TAXATION LAW II | RCBC v. CIR, G.R. No. 168498, April 24, 2007
RCBC v. CIR,
G.R. No. 168498, April 24, 2007
FACTS Petitioner reiterates its claim that its former counsel’s failure to file petition for review with the Court of Tax Appeals within the period set by Section 228 of the National Internal Revenue Code of 1997 (NIRC) was excusable. It alleges that the counsel’s secretary misplaced the Resolution hence the counsel was not aware of its issuance and that it had become final and executory. In the instant case, the Commissioner failed to act on the disputed assessment within 180 days from date of submission of documents. Thus, petitioner opted to file a petition for review before the Court of Tax Appeals. Unfortunately, the petition for review was filed out of time, i.e., it was filed more than 30 days after the lapse of the 180-day period. Consequently, it was dismissed by the Court of Tax Appeals for late filing. Petitioner did not file a motion for reconsideration or make an appeal; Whether the the disputed assessment have became final, demandable and executory.

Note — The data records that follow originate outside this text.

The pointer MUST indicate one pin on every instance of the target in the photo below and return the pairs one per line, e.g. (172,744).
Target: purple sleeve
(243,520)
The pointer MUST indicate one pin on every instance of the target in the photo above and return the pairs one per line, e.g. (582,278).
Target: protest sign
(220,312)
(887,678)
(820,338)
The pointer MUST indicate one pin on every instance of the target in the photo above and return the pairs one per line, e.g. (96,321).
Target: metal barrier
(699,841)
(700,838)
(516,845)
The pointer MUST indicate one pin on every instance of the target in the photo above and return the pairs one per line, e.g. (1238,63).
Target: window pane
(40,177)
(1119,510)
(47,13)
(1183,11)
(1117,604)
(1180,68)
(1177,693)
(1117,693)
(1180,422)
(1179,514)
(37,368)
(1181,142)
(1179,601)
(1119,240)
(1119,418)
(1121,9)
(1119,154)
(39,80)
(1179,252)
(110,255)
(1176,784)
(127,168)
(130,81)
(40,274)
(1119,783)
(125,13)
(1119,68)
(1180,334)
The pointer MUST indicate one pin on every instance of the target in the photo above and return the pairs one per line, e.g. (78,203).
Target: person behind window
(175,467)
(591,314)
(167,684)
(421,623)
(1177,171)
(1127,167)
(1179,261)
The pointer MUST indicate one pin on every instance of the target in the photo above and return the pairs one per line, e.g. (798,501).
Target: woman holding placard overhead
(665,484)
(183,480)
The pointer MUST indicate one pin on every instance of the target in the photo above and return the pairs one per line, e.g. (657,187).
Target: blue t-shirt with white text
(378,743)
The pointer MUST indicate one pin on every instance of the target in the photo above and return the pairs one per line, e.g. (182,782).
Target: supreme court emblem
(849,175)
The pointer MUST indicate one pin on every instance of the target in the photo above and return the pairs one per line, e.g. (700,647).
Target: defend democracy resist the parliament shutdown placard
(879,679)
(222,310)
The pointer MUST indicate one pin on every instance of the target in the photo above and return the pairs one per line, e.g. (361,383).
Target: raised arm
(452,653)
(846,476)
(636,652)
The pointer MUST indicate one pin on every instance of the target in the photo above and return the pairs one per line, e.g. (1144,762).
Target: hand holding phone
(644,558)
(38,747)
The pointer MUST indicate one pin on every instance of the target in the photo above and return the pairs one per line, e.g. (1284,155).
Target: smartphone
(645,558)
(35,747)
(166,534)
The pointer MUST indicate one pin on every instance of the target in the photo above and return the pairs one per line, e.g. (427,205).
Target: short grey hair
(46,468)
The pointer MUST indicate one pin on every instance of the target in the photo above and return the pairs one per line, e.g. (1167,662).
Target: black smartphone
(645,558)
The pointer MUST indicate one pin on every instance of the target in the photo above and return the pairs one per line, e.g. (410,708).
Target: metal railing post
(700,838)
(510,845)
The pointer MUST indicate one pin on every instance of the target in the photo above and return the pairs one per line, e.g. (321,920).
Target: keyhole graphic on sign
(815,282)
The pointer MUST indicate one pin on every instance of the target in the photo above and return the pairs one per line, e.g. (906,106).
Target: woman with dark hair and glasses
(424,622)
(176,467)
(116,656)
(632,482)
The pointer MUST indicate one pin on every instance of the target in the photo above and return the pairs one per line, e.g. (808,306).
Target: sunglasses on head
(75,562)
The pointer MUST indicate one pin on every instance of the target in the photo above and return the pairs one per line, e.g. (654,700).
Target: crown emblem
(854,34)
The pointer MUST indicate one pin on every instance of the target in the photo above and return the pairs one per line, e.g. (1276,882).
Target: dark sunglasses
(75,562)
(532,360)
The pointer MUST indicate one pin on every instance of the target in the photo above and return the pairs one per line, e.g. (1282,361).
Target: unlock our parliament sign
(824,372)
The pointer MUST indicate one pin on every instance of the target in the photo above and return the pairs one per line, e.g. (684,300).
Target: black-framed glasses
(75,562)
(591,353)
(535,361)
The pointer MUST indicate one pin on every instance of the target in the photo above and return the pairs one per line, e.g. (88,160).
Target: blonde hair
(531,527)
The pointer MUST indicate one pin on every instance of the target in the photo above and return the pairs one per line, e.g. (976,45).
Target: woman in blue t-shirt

HELD Yes. In case the Commissioner fails to act on the disputed assessment within the 180-day period from date of submission of documents, a taxpayer can either: 1) file a petition for review with the Court of Tax Appeals within 30 days after the expiration of the 180-day period; or 2) await the final decision of the Commissioner on the disputed assessments and appeal such final decision to the Court of Tax Appeals within 30 days after receipt of a copy of such decision. After availing the first option, i.e., filing a petition for review which was however filed out of time, a taxpayer can not successfully resort to the second option.
Here, petitioner opted to file a petition for review before the Court of Tax Appeals. Unfortunately, the petition for review was filed out of time, i.e., it was filed more than 30 days after the lapse of the 180-day period. Consequently, it was dismissed by the Court of Tax Appeals for late filing. Petitioner did not file a motion for reconsideration or make an appeal; hence, the disputed assessment became final, demandable and executory. Based on the foregoing, petitioner can not now claim that the disputed assessment is not yet final as it remained unacted upon by the Commissioner; that it can still await the final decision of the Commissioner and thereafter appeal the same to the Court of Tax Appeals. This legal maneuver cannot be countenanced. After availing the first option, i.e., filing a petition for review which was however filed out of time, petitioner can not successfully resort to the second option, i.e., awaiting the final decision of the Commissioner and appealing the same to the Court of Tax Appeals, on the pretext that there is yet no final decision on the disputed assessment because of the Commissioner’s inaction.